It’s interesting that you switched from oil trading to tech. When people think of Stanford, they think of a very tech-centered business program. How did you come about being interested in tech? You knew you didn’t like trading, but you could have done anything else.
It really doesn’t matter the industry to me. As long as it’s innovative, I’ll do anything from tech to a new type of toilet bowl. If it’s interesting and innovative I will become an expert. That’s truly how I feel. At the time, I was like, ”I’ll figure out some oil trading.” But when I came out to the Bay, I signed up for a Twitter account and I got it right away: this thing is going to be immensely powerful for the masses. I wanted to learn everything I could about this product. I got the opportunity to work [at Twitter] and learn more about it. At the time I began to think more and more about tech in general.
Growing up in New York the only kind of entrepreneurship that you hear about, whether it’s consumer goods, or apparel, were hard tangible goods. I never learned about this meta intangible texting. The amount of wealth out here? I thought that stuff only existed on Wall Street. But, depending on where you are and what you’ve done [in Silicon Valley], you can be 25 years old and surpass people who have been on Wall Street for 30 years.
Most importantly, it’s totally meritocratic out here. Maybe it’s just the location I’m in and people being so liberal, but the great thing about it is that no one underestimates anyone else. You could walk down the street, and you could be a billionaire and nobody would know. Whereas in New York you pretty much can tell who has made it and who hasn’t. So that’s why people don’t underestimate others out here, which I appreciate.
But back to your question. If making airplanes were an innovative industry in Silicon Valley, and it were interesting to me, I would have tried to learn as much as I could. I’m industry agnostic, but I’m partial towards great ideas.
How was it doubling as a grad student and a startup exec?
It sucks. I would not recommend it ever. Fortunately my timing was right. I’m in my second year about to graduate. Foursquare really didn’t get out of control until February or March of this year. So by that time it would have been stupid to leave school. So I just had to embrace it.
I’m doing 60-70 hrs a week at FourSquare, then still did the full time school thing. One thing that I realized, particularly in business school, is there are only three things you can focus on: academics, professional, and social. At any one time you can do two well, period. For me it was just academic and professional, and I knew that had to come at the sacrifice of a social life. So my social life hasn’t been as great as it could have been. But I’m ok with that because I recognized it early on. When you layer that on with my being married—I certainly have to spend time towards that as well. There are certainly some sacrifices. But it’s been great. I’m learning things in real time and applying them to school and vice versa. But it’s hard, I wouldn’t recommend it.

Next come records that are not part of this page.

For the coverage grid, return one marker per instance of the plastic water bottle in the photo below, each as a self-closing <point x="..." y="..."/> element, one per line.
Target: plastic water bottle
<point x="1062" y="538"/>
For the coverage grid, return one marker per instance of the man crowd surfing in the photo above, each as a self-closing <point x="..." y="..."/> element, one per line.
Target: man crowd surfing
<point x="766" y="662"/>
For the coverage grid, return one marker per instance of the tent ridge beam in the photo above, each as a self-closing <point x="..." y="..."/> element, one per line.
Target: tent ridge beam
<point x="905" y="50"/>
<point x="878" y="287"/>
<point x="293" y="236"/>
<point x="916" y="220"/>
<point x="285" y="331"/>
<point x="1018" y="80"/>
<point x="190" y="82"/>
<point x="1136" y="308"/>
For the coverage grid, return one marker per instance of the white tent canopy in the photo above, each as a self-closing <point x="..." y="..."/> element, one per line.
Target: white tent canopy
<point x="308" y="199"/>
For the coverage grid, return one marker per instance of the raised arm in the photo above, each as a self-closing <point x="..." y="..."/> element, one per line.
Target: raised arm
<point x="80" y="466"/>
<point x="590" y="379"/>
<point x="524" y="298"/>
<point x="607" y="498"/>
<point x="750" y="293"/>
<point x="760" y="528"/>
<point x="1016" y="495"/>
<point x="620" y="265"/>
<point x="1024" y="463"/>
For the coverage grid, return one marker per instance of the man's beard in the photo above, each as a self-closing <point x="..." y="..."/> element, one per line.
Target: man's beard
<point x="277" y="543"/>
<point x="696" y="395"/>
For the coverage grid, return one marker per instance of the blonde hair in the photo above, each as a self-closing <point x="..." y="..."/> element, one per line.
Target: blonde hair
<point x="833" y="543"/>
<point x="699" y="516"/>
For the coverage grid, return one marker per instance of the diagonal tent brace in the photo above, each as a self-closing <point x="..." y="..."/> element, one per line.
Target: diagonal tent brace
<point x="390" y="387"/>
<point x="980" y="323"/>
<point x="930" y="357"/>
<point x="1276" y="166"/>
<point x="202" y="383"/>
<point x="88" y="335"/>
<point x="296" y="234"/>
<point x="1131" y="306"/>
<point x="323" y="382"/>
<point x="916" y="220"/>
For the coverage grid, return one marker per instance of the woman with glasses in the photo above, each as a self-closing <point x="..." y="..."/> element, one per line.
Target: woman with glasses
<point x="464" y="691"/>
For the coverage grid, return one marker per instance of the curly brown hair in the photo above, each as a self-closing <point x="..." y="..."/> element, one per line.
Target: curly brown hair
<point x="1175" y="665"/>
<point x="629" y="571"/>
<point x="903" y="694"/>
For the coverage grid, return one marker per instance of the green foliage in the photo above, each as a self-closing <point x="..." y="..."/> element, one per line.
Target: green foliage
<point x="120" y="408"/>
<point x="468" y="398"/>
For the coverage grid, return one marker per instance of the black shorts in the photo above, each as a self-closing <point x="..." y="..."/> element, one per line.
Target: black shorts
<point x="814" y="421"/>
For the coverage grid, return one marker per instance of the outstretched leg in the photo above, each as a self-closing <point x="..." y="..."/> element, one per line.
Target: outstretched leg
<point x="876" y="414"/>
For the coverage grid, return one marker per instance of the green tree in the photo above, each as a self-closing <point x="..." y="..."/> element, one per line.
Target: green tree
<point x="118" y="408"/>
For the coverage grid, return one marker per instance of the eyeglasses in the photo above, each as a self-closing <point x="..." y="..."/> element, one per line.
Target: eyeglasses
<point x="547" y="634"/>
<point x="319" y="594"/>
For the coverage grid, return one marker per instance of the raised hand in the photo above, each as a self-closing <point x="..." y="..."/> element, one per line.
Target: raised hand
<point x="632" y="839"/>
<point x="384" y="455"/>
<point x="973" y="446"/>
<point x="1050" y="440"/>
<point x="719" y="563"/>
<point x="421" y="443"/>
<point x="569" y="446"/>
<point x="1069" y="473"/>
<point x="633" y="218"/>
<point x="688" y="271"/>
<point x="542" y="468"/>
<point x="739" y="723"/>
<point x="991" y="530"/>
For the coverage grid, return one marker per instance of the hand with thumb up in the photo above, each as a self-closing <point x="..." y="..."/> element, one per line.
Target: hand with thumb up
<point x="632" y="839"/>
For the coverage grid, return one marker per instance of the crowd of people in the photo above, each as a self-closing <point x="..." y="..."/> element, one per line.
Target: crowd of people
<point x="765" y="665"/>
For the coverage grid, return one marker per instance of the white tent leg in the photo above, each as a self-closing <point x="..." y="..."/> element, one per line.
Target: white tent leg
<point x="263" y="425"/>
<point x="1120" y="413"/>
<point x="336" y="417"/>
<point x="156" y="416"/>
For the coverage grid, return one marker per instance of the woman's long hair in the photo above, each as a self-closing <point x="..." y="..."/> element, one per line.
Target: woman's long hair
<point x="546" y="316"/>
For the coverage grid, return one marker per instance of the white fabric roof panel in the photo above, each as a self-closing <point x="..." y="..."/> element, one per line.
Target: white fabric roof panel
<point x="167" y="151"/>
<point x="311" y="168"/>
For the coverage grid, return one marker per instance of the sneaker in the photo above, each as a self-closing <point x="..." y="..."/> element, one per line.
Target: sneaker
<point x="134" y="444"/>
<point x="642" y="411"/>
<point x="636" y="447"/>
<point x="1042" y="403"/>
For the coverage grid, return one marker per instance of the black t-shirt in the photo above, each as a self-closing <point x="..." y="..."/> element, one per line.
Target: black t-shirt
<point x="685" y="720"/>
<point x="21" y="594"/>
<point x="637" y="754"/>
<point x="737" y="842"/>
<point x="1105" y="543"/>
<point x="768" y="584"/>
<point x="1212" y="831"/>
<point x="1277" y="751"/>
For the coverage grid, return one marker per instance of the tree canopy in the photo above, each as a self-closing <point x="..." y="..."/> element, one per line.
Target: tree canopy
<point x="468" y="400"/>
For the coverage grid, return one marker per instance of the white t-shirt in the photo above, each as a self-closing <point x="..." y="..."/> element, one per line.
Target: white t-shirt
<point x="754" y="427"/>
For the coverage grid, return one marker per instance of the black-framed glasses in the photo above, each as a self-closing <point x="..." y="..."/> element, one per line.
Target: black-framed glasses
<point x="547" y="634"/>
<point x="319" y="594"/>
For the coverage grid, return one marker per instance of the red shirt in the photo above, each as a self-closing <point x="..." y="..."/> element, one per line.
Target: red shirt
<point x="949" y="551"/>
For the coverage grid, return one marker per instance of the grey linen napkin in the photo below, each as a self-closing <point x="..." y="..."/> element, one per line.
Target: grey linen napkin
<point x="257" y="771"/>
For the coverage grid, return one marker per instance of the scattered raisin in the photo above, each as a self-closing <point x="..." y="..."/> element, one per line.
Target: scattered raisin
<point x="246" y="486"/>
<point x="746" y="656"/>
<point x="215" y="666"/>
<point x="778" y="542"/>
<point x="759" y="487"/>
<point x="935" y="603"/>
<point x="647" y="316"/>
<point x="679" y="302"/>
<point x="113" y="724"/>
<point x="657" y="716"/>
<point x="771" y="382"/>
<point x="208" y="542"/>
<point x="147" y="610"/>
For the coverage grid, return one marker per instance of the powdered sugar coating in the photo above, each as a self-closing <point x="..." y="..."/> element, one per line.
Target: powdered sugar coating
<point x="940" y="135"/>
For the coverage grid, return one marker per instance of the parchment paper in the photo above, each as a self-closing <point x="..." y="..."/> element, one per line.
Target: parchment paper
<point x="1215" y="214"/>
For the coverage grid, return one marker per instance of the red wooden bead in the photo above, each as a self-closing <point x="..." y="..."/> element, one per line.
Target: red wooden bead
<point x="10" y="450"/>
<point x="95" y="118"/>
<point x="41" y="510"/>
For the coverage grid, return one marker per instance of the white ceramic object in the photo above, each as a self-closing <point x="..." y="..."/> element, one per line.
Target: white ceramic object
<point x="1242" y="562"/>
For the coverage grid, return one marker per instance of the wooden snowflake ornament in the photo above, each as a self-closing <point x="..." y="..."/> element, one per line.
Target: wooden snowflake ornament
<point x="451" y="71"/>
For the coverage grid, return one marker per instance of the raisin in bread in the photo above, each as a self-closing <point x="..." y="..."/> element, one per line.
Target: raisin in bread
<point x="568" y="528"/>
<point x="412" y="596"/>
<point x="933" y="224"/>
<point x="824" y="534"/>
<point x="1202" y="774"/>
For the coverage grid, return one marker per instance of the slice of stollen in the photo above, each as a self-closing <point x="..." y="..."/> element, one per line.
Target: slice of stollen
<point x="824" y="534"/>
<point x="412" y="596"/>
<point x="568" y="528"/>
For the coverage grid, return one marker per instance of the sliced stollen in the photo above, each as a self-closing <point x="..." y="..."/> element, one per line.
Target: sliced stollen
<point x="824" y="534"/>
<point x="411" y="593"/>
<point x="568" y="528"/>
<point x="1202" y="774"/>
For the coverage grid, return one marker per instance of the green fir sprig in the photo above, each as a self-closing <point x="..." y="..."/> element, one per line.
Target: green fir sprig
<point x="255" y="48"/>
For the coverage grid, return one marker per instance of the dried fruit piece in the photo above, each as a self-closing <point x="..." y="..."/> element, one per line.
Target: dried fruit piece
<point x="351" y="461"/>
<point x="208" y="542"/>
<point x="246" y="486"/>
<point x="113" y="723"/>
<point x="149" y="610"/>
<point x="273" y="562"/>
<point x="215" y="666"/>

Why not take a leave of absence?
I felt I had something to prove. Stanford has a quasi-history of people who take leaves of absence after the first year. People have been successful when they’ve done it. For me, my first year had already passed. There were people who tried to convince me to leave school. But I thought, I can handle it. So let me see if I can and be some sort of shining light to others who may decide to do this at some point in the future. I kind of owed it to my wife to see it through. I brought her all the way across the country. I didn’t want to get all reckless again. I just wanted to finish. I spent a lot of money to do so, and I was learning a lot, and I had a lot to learn, so I wanted to go the entire way. And as long as I thought I could do it, I was going to do it. For me to drop out 3 months before my graduation? There’s nothing cool about that.
What’s next for you now that grad school is over?
FourSquare. Just more of it. I’m going to stay in the Bay Area. I’m just going to have more free time now that school is out, but it will be more of the same.
What are your thoughts about diversity in the tech space? I’ve observed the space for a while, and the comments I hear form my peers are that they don’t see a lot of people of color founding or managing startups. Most of the time the questions are, why aren’t there more people of color?
I think [diversity] is lacking in a very big way. A goal of mine is to help change that. A long-term goal of mine is to really help folks that were in my position who didn’t know much about the Silicon Valley game. I want to work to educate them on what this thing has to offer.
Potentially, one day I’d like to do my own angel investing solely for minorities. I think [the reason for the lack of diversity] is not so much discrimination but a lack of education. If folks of color could be educated on what this stuff does have to offer, then I think we will be put in an [empowering] position. There’s still some work to do. Hopefully in 5-10 years it will be different.
Our kids will be growing up in a new digital age. Look at Twitter’s [user composition] now. We’re dominating, which hasn’t been surprising to me. What’s surprising is nobody has been recognizing it and doing anything about it. But it’s up to us to recognize that stuff and make it appeal to the masses, because some day it will.
Liz Burr is a new media consultant with Lizhini Media, specializing in advising startups and creating engaging experiences online.